In the 1970s, car manufacturers started controlling the powertrain with computers not only to improve fuel economy, but also to control excess emissions. As time went on, these onboard control systems became more sophisticated. By January 1996, all U.S. vehicles had to switch to the On-Board Diagnostic II (OBD-II) monitoring system. There were many reasons why OBD-II was implemented, such as uniformity across all brands, fuel control, complete engine data streaming, fault code detection, freeze frame data, powertrain self-testing and onboard monitoring.

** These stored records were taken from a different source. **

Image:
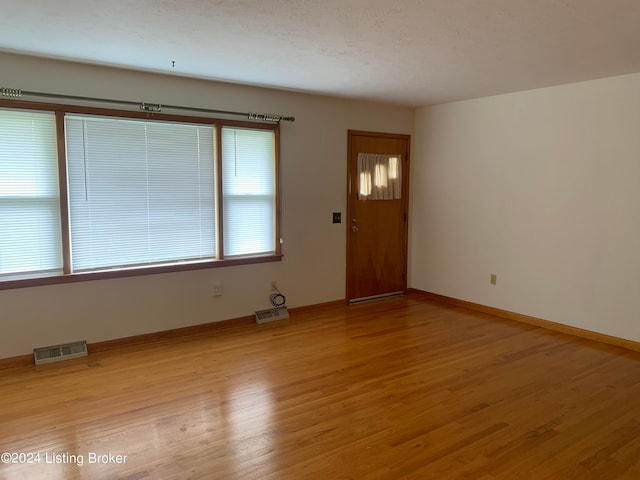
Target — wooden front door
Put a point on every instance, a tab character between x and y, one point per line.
377	228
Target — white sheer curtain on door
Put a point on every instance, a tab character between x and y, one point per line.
379	176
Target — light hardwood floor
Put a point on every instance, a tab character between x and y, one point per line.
400	388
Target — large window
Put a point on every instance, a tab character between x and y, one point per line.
139	193
30	237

Each of these systems is a candidate for its own article, but I want to focus on on-board monitoring. Every time you start a car, the engine control module begins to run a group of self-tests, also called monitors. These monitors test the ignition system, fuel system, fuel evaporative system, secondary air system, engine, timing system and exhaust system. These tests will run while the car is idling, driving and after it’s turned off. Certain criteria must be met for the engine control module either to pass or fail the monitor. If the monitor fails, it triggers a code in the computer.
For example, the catalytic converter monitor and oxygen sensor monitor cannot run completely until the engine and exhaust systems are at full operating temperature. This test also must run for a certain duration and usually while the car is moving between 55-65 mph for at least 10 minutes. If any of the criteria (temperature, speed, engine data or duration) are not met, the monitor will not complete.
Checking the monitors
Now back to that Mini Cooper. After connecting to the MINI factory scanner, we checked for diagnostic codes. There weren’t any. We then checked the monitors and found that the evaporative monitor and oxygen sensor monitor had not passed.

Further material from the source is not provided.